Opposizioni in ordine sparso: stop armi a Israele
Sale intanto la tensione con le opposizioni che chiedono, in ordine sparso, di interrompere la fornitura di armi a Israele e, come ha fatto ieri la segretaria del Pd Elly Schlein, di riconoscere lo Stato di Palestina. Una richiesta che i dem inseriranno anche nella loro risoluzione. I 5 Stelle chiederanno di portare al tavolo europeo l’ipotesi di sanzioni a Israele, lo stop alla vendita di armi a Tel Aviv, oltre all’idea dell’istituzione di una commissione, in seno all’Ue, per accertare eventuali violazioni del diritto internazionale e umano. «Aiutiamo la popolazione e fermiamo l’export di armi verso Israele», scrive Giuseppe Conte sui social. Sul fronte ucraino, i 5 Stelle chiederanno anche di impedire l’uso di armi occidentali in territorio russo.
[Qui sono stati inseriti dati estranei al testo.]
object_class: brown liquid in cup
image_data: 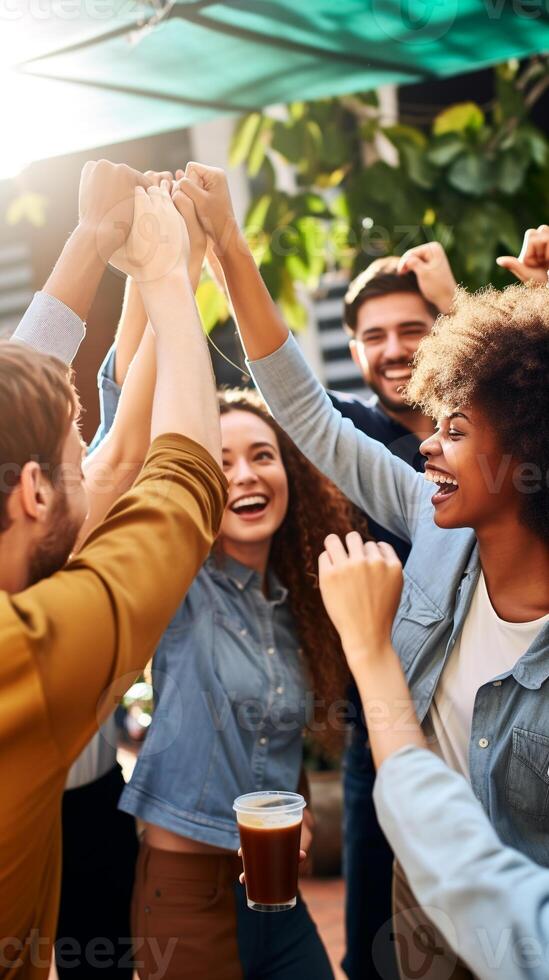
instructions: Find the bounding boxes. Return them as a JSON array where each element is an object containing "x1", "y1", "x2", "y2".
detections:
[{"x1": 239, "y1": 819, "x2": 302, "y2": 905}]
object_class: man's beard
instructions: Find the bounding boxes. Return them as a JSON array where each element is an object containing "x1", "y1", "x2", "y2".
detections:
[
  {"x1": 27, "y1": 490, "x2": 81, "y2": 586},
  {"x1": 370, "y1": 378, "x2": 413, "y2": 415}
]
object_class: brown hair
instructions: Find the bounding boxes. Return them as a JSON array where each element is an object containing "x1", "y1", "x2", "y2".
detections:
[
  {"x1": 344, "y1": 256, "x2": 439, "y2": 334},
  {"x1": 218, "y1": 388, "x2": 371, "y2": 753},
  {"x1": 407, "y1": 284, "x2": 549, "y2": 541},
  {"x1": 0, "y1": 341, "x2": 79, "y2": 531}
]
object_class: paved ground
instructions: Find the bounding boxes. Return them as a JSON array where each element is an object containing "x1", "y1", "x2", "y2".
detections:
[{"x1": 300, "y1": 876, "x2": 346, "y2": 979}]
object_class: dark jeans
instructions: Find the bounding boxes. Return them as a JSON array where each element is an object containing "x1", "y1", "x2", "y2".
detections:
[
  {"x1": 235, "y1": 883, "x2": 335, "y2": 980},
  {"x1": 342, "y1": 734, "x2": 399, "y2": 980},
  {"x1": 55, "y1": 764, "x2": 139, "y2": 979}
]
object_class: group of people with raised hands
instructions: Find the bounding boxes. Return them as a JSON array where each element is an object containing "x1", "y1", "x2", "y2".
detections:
[{"x1": 1, "y1": 157, "x2": 549, "y2": 980}]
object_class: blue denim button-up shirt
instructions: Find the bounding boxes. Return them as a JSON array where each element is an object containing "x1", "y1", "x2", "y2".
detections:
[
  {"x1": 250, "y1": 333, "x2": 549, "y2": 867},
  {"x1": 94, "y1": 347, "x2": 309, "y2": 849},
  {"x1": 120, "y1": 554, "x2": 308, "y2": 849}
]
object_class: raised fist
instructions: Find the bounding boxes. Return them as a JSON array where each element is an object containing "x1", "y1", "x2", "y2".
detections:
[{"x1": 79, "y1": 159, "x2": 151, "y2": 262}]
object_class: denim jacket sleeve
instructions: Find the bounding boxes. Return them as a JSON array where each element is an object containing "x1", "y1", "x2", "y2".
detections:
[
  {"x1": 87, "y1": 344, "x2": 122, "y2": 453},
  {"x1": 248, "y1": 333, "x2": 430, "y2": 543},
  {"x1": 373, "y1": 746, "x2": 549, "y2": 980}
]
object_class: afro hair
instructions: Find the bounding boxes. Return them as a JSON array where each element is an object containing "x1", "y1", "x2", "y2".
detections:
[{"x1": 407, "y1": 283, "x2": 549, "y2": 541}]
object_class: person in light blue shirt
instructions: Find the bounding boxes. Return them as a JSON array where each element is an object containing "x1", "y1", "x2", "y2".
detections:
[{"x1": 316, "y1": 533, "x2": 549, "y2": 980}]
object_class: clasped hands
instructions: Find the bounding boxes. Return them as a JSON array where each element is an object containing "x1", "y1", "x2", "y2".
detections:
[{"x1": 78, "y1": 159, "x2": 236, "y2": 288}]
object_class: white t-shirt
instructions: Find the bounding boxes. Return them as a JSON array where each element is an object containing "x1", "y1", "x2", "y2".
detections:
[{"x1": 429, "y1": 572, "x2": 549, "y2": 779}]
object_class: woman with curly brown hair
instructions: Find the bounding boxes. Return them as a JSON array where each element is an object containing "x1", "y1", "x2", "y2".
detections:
[{"x1": 106, "y1": 382, "x2": 364, "y2": 980}]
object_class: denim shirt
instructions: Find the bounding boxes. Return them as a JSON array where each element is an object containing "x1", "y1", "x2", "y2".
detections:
[
  {"x1": 120, "y1": 555, "x2": 308, "y2": 849},
  {"x1": 250, "y1": 333, "x2": 549, "y2": 867},
  {"x1": 94, "y1": 346, "x2": 309, "y2": 849}
]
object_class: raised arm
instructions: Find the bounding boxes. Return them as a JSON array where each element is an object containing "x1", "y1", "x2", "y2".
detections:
[
  {"x1": 13, "y1": 183, "x2": 225, "y2": 766},
  {"x1": 12, "y1": 161, "x2": 150, "y2": 365},
  {"x1": 76, "y1": 181, "x2": 208, "y2": 547},
  {"x1": 129, "y1": 184, "x2": 220, "y2": 461},
  {"x1": 178, "y1": 164, "x2": 429, "y2": 542},
  {"x1": 397, "y1": 241, "x2": 457, "y2": 314},
  {"x1": 318, "y1": 534, "x2": 425, "y2": 767},
  {"x1": 111, "y1": 167, "x2": 207, "y2": 387},
  {"x1": 318, "y1": 534, "x2": 549, "y2": 980},
  {"x1": 75, "y1": 325, "x2": 156, "y2": 550},
  {"x1": 497, "y1": 223, "x2": 549, "y2": 284},
  {"x1": 112, "y1": 277, "x2": 148, "y2": 387},
  {"x1": 45, "y1": 160, "x2": 153, "y2": 320}
]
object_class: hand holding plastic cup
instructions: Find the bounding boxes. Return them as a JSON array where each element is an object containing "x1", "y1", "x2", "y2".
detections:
[{"x1": 233, "y1": 791, "x2": 306, "y2": 912}]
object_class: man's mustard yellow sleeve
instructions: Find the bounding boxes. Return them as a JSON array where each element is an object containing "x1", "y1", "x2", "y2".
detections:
[{"x1": 6, "y1": 434, "x2": 227, "y2": 767}]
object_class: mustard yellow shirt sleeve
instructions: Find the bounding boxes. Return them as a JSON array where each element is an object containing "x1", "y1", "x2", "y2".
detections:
[{"x1": 6, "y1": 434, "x2": 227, "y2": 767}]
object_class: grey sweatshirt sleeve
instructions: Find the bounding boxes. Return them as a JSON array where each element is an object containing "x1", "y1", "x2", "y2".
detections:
[
  {"x1": 374, "y1": 746, "x2": 549, "y2": 980},
  {"x1": 248, "y1": 333, "x2": 431, "y2": 543},
  {"x1": 11, "y1": 292, "x2": 86, "y2": 365}
]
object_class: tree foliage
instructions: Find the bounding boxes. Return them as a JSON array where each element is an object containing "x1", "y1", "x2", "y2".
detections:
[{"x1": 227, "y1": 59, "x2": 549, "y2": 329}]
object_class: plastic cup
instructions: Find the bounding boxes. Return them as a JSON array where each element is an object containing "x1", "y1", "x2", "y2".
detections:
[{"x1": 233, "y1": 791, "x2": 306, "y2": 912}]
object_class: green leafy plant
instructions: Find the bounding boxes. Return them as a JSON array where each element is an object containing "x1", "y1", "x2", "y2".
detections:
[{"x1": 222, "y1": 58, "x2": 549, "y2": 329}]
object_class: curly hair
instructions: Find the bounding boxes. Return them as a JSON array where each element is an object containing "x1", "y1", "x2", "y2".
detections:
[
  {"x1": 406, "y1": 283, "x2": 549, "y2": 541},
  {"x1": 217, "y1": 388, "x2": 371, "y2": 752}
]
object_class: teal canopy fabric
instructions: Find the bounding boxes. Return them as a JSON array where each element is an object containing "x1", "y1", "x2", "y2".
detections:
[{"x1": 6, "y1": 1, "x2": 549, "y2": 165}]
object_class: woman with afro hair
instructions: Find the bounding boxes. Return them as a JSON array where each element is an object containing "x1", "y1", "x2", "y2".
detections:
[{"x1": 205, "y1": 168, "x2": 549, "y2": 980}]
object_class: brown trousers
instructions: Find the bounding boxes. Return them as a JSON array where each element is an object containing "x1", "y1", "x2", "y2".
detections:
[
  {"x1": 131, "y1": 842, "x2": 244, "y2": 980},
  {"x1": 392, "y1": 862, "x2": 476, "y2": 980}
]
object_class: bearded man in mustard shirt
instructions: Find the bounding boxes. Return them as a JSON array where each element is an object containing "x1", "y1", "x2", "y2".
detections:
[{"x1": 0, "y1": 165, "x2": 226, "y2": 978}]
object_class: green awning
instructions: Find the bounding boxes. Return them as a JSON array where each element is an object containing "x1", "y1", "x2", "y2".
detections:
[{"x1": 5, "y1": 1, "x2": 549, "y2": 169}]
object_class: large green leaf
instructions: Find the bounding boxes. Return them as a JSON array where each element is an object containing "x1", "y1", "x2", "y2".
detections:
[
  {"x1": 383, "y1": 124, "x2": 427, "y2": 149},
  {"x1": 229, "y1": 113, "x2": 263, "y2": 167},
  {"x1": 427, "y1": 134, "x2": 466, "y2": 167},
  {"x1": 271, "y1": 119, "x2": 306, "y2": 164},
  {"x1": 321, "y1": 124, "x2": 352, "y2": 169},
  {"x1": 286, "y1": 217, "x2": 327, "y2": 285},
  {"x1": 447, "y1": 152, "x2": 492, "y2": 195},
  {"x1": 196, "y1": 280, "x2": 230, "y2": 335},
  {"x1": 434, "y1": 102, "x2": 485, "y2": 136},
  {"x1": 279, "y1": 268, "x2": 308, "y2": 331},
  {"x1": 292, "y1": 192, "x2": 331, "y2": 218},
  {"x1": 495, "y1": 150, "x2": 530, "y2": 195},
  {"x1": 401, "y1": 144, "x2": 436, "y2": 189},
  {"x1": 383, "y1": 125, "x2": 435, "y2": 187},
  {"x1": 245, "y1": 193, "x2": 272, "y2": 231},
  {"x1": 247, "y1": 117, "x2": 274, "y2": 177},
  {"x1": 484, "y1": 202, "x2": 520, "y2": 253},
  {"x1": 516, "y1": 124, "x2": 548, "y2": 167}
]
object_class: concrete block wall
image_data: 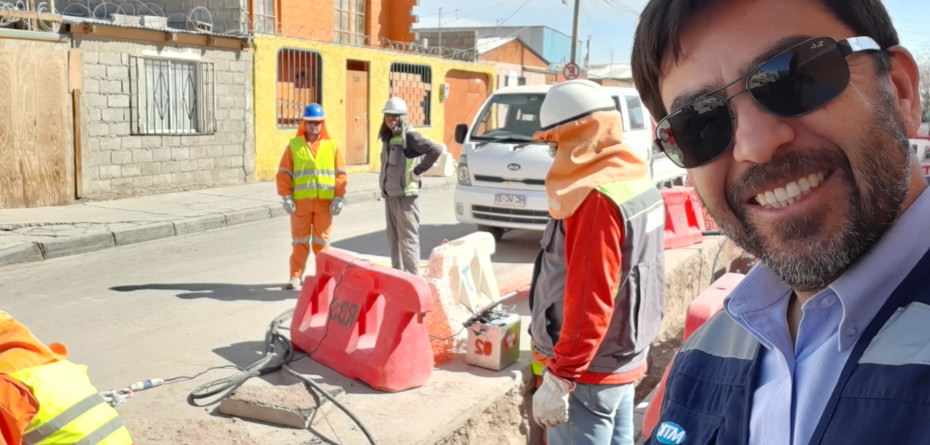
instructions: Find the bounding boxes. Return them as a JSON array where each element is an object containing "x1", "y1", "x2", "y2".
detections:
[
  {"x1": 75, "y1": 39, "x2": 254, "y2": 200},
  {"x1": 416, "y1": 31, "x2": 476, "y2": 52},
  {"x1": 159, "y1": 0, "x2": 247, "y2": 35}
]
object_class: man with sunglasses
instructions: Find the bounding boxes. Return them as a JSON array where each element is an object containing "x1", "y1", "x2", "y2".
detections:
[
  {"x1": 630, "y1": 0, "x2": 928, "y2": 444},
  {"x1": 276, "y1": 103, "x2": 348, "y2": 290}
]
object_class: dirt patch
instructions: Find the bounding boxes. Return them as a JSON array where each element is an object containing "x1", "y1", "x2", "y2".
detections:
[
  {"x1": 125, "y1": 417, "x2": 261, "y2": 445},
  {"x1": 434, "y1": 381, "x2": 531, "y2": 445}
]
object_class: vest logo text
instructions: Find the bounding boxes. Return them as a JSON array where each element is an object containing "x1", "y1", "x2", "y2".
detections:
[{"x1": 656, "y1": 421, "x2": 687, "y2": 444}]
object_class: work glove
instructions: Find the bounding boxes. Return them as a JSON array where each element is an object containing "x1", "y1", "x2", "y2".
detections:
[
  {"x1": 532, "y1": 371, "x2": 574, "y2": 427},
  {"x1": 329, "y1": 197, "x2": 345, "y2": 216},
  {"x1": 281, "y1": 196, "x2": 296, "y2": 215}
]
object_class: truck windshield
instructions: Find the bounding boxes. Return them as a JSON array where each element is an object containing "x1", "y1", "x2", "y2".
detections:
[{"x1": 470, "y1": 93, "x2": 545, "y2": 142}]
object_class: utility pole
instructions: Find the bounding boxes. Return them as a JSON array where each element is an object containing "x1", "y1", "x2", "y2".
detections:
[
  {"x1": 570, "y1": 0, "x2": 581, "y2": 64},
  {"x1": 584, "y1": 35, "x2": 591, "y2": 73},
  {"x1": 438, "y1": 7, "x2": 443, "y2": 51}
]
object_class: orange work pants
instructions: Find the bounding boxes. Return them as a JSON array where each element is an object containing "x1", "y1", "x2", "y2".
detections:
[{"x1": 290, "y1": 198, "x2": 333, "y2": 279}]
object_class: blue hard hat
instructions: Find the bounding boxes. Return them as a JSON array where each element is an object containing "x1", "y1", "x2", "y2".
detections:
[{"x1": 302, "y1": 103, "x2": 324, "y2": 121}]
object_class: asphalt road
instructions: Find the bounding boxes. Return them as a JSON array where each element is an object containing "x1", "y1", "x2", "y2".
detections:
[{"x1": 0, "y1": 187, "x2": 541, "y2": 444}]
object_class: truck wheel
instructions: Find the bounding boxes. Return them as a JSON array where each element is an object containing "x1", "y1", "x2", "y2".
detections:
[{"x1": 477, "y1": 225, "x2": 506, "y2": 241}]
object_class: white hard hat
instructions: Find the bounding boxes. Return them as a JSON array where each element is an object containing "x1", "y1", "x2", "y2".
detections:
[
  {"x1": 539, "y1": 79, "x2": 616, "y2": 130},
  {"x1": 382, "y1": 97, "x2": 408, "y2": 115}
]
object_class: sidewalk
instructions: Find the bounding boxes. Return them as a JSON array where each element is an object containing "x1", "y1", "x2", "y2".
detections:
[{"x1": 0, "y1": 173, "x2": 456, "y2": 267}]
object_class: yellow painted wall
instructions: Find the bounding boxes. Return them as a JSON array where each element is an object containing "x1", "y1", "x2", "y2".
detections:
[{"x1": 253, "y1": 35, "x2": 497, "y2": 180}]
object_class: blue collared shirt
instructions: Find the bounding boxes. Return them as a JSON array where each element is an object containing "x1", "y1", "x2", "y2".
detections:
[{"x1": 725, "y1": 180, "x2": 930, "y2": 445}]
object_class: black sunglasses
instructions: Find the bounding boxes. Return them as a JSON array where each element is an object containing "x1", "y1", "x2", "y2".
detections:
[{"x1": 654, "y1": 36, "x2": 880, "y2": 168}]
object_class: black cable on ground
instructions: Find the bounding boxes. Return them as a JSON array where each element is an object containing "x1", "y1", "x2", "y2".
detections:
[
  {"x1": 187, "y1": 308, "x2": 296, "y2": 407},
  {"x1": 186, "y1": 262, "x2": 377, "y2": 445},
  {"x1": 283, "y1": 365, "x2": 378, "y2": 445}
]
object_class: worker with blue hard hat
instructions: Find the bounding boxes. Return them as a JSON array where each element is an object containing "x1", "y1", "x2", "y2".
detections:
[{"x1": 276, "y1": 103, "x2": 348, "y2": 290}]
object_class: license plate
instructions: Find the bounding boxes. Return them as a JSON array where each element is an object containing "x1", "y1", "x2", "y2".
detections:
[{"x1": 494, "y1": 193, "x2": 526, "y2": 208}]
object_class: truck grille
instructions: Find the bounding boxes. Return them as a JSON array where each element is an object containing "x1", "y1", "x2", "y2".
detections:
[
  {"x1": 472, "y1": 205, "x2": 550, "y2": 225},
  {"x1": 474, "y1": 175, "x2": 545, "y2": 186}
]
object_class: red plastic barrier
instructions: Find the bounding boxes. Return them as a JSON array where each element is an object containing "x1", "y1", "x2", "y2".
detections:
[
  {"x1": 661, "y1": 187, "x2": 705, "y2": 249},
  {"x1": 290, "y1": 249, "x2": 434, "y2": 392},
  {"x1": 684, "y1": 273, "x2": 744, "y2": 341},
  {"x1": 641, "y1": 273, "x2": 745, "y2": 440}
]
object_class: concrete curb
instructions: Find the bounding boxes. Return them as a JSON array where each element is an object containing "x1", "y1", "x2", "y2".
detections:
[
  {"x1": 0, "y1": 242, "x2": 44, "y2": 266},
  {"x1": 41, "y1": 232, "x2": 116, "y2": 259},
  {"x1": 0, "y1": 177, "x2": 458, "y2": 269},
  {"x1": 113, "y1": 222, "x2": 177, "y2": 246}
]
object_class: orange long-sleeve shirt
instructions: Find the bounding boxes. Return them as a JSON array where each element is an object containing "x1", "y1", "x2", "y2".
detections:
[
  {"x1": 275, "y1": 136, "x2": 348, "y2": 205},
  {"x1": 0, "y1": 312, "x2": 68, "y2": 445},
  {"x1": 547, "y1": 191, "x2": 647, "y2": 385}
]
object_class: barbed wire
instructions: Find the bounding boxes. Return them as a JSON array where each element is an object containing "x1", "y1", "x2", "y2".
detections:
[
  {"x1": 0, "y1": 2, "x2": 484, "y2": 63},
  {"x1": 0, "y1": 0, "x2": 62, "y2": 32}
]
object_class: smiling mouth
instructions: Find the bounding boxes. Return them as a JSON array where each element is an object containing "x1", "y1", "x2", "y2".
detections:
[{"x1": 753, "y1": 172, "x2": 827, "y2": 209}]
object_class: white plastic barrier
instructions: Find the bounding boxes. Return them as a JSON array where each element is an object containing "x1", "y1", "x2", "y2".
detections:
[
  {"x1": 426, "y1": 231, "x2": 500, "y2": 310},
  {"x1": 423, "y1": 231, "x2": 501, "y2": 361}
]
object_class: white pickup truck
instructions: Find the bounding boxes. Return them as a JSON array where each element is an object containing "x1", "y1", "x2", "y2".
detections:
[{"x1": 452, "y1": 84, "x2": 687, "y2": 240}]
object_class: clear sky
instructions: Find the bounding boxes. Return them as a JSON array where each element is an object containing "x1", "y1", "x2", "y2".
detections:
[{"x1": 413, "y1": 0, "x2": 930, "y2": 65}]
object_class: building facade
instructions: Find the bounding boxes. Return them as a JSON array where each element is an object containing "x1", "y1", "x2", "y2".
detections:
[
  {"x1": 477, "y1": 37, "x2": 549, "y2": 88},
  {"x1": 68, "y1": 23, "x2": 253, "y2": 200},
  {"x1": 416, "y1": 25, "x2": 573, "y2": 69},
  {"x1": 249, "y1": 0, "x2": 496, "y2": 175}
]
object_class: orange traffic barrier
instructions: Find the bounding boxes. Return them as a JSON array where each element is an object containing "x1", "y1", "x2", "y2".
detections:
[
  {"x1": 290, "y1": 249, "x2": 434, "y2": 392},
  {"x1": 661, "y1": 187, "x2": 705, "y2": 249},
  {"x1": 641, "y1": 272, "x2": 745, "y2": 440}
]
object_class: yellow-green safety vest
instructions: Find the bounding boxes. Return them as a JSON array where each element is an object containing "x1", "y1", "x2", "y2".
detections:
[
  {"x1": 289, "y1": 137, "x2": 337, "y2": 200},
  {"x1": 389, "y1": 134, "x2": 419, "y2": 196},
  {"x1": 10, "y1": 360, "x2": 133, "y2": 445}
]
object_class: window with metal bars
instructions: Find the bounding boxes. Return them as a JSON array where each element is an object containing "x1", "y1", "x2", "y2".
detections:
[
  {"x1": 129, "y1": 57, "x2": 216, "y2": 135},
  {"x1": 388, "y1": 62, "x2": 431, "y2": 127},
  {"x1": 276, "y1": 49, "x2": 323, "y2": 127},
  {"x1": 333, "y1": 0, "x2": 366, "y2": 46}
]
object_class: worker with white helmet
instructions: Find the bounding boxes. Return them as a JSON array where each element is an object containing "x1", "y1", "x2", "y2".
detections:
[
  {"x1": 527, "y1": 80, "x2": 666, "y2": 445},
  {"x1": 377, "y1": 96, "x2": 443, "y2": 274}
]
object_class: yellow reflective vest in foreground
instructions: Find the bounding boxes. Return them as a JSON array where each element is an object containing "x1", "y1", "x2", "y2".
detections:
[
  {"x1": 11, "y1": 360, "x2": 132, "y2": 445},
  {"x1": 290, "y1": 137, "x2": 337, "y2": 200}
]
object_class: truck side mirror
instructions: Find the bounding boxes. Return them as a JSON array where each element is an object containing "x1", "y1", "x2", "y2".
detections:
[{"x1": 455, "y1": 124, "x2": 468, "y2": 144}]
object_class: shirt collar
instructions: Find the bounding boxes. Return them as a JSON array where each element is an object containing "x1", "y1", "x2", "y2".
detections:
[{"x1": 726, "y1": 178, "x2": 930, "y2": 351}]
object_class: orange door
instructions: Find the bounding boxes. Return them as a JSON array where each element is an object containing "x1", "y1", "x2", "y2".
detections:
[
  {"x1": 345, "y1": 63, "x2": 369, "y2": 165},
  {"x1": 443, "y1": 71, "x2": 489, "y2": 159}
]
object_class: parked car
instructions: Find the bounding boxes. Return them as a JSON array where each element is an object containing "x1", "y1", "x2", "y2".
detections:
[{"x1": 452, "y1": 84, "x2": 686, "y2": 240}]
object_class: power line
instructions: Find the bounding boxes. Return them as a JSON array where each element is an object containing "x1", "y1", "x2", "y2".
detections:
[{"x1": 499, "y1": 0, "x2": 532, "y2": 26}]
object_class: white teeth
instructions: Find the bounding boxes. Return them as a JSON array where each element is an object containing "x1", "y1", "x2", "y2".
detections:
[
  {"x1": 774, "y1": 187, "x2": 788, "y2": 201},
  {"x1": 809, "y1": 172, "x2": 823, "y2": 188},
  {"x1": 754, "y1": 171, "x2": 827, "y2": 208},
  {"x1": 798, "y1": 177, "x2": 811, "y2": 192}
]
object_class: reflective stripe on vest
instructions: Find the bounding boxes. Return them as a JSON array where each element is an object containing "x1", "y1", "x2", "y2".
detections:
[
  {"x1": 389, "y1": 135, "x2": 419, "y2": 196},
  {"x1": 11, "y1": 360, "x2": 133, "y2": 445},
  {"x1": 290, "y1": 137, "x2": 337, "y2": 200}
]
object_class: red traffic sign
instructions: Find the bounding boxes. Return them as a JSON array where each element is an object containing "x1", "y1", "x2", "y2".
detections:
[{"x1": 562, "y1": 62, "x2": 580, "y2": 80}]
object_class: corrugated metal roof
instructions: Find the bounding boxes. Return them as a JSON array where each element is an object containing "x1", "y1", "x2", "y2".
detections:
[{"x1": 476, "y1": 37, "x2": 516, "y2": 55}]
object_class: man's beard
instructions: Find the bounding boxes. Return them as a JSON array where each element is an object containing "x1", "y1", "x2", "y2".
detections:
[{"x1": 706, "y1": 93, "x2": 911, "y2": 291}]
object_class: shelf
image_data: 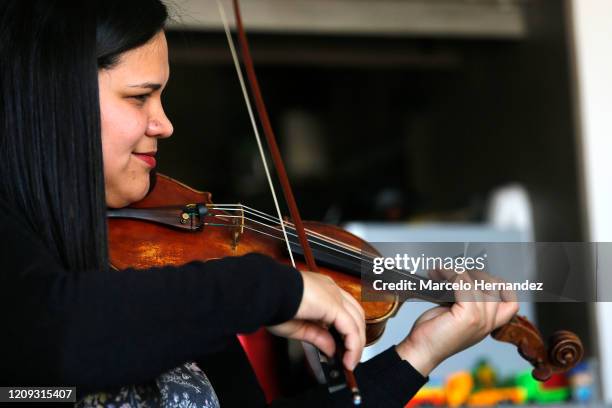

Dopo la presa di posizione di Meloni nei confronti del premier israeliano Netanyahu, al quale la presidente del Consiglio ha ribadito che gli attacchi alle postazioni Unifil sul confine libanese sono inaccettabili, il presidente del Pd, Stefano Bonaccini, sottolinea che «Unifil deve restare dove c’è bisogno e ci manca solo che il governo Netanyahu pretenda di decidere lui dove le organizzazioni internazionali siano ad operare. Apprezzo le parole di Giorgia Meloni a Netanyahu. Secondo me come ha chiesto Elly Schlein bisognerebbe riconoscere lo Stato di Palestina». Da Avs è Angelo Bonelli a reiterare la richiesta dello stop di invio di armi a Israele: «I ripetuti attacchi contro civili palestinesi, la Croce Rossa, ospedali e postazioni Unifil sono veri e propri crimini di guerra, in palese violazione del diritto internazionale, di fronte ai quali non possiamo restare inermi. La premier Meloni deve richiamare immediatamente il nostro ambasciatore in Israele e proporre al Consiglio europeo del 17 e 18 ottobre l’applicazione di sanzioni contro Israele, fermare l’esportazione di armi e riconoscere lo Stato di Palestina». Dai dem arrivano però anche le parole di Piero Fassino, che sottolinea che chi propone lo stop alle armi «ha il dovere di chiederlo per entrambi i contendenti, altrimenti, disarmando una parte si consentirebbe all’altra di continuare a colpire. Proporre l’embargo delle armi a Israele impone che, contemporaneamente, si chieda a Hezbollah di consegnare i propri arsenali militari a Unifil o all’esercito libanese o a un soggetto terzo neutrale».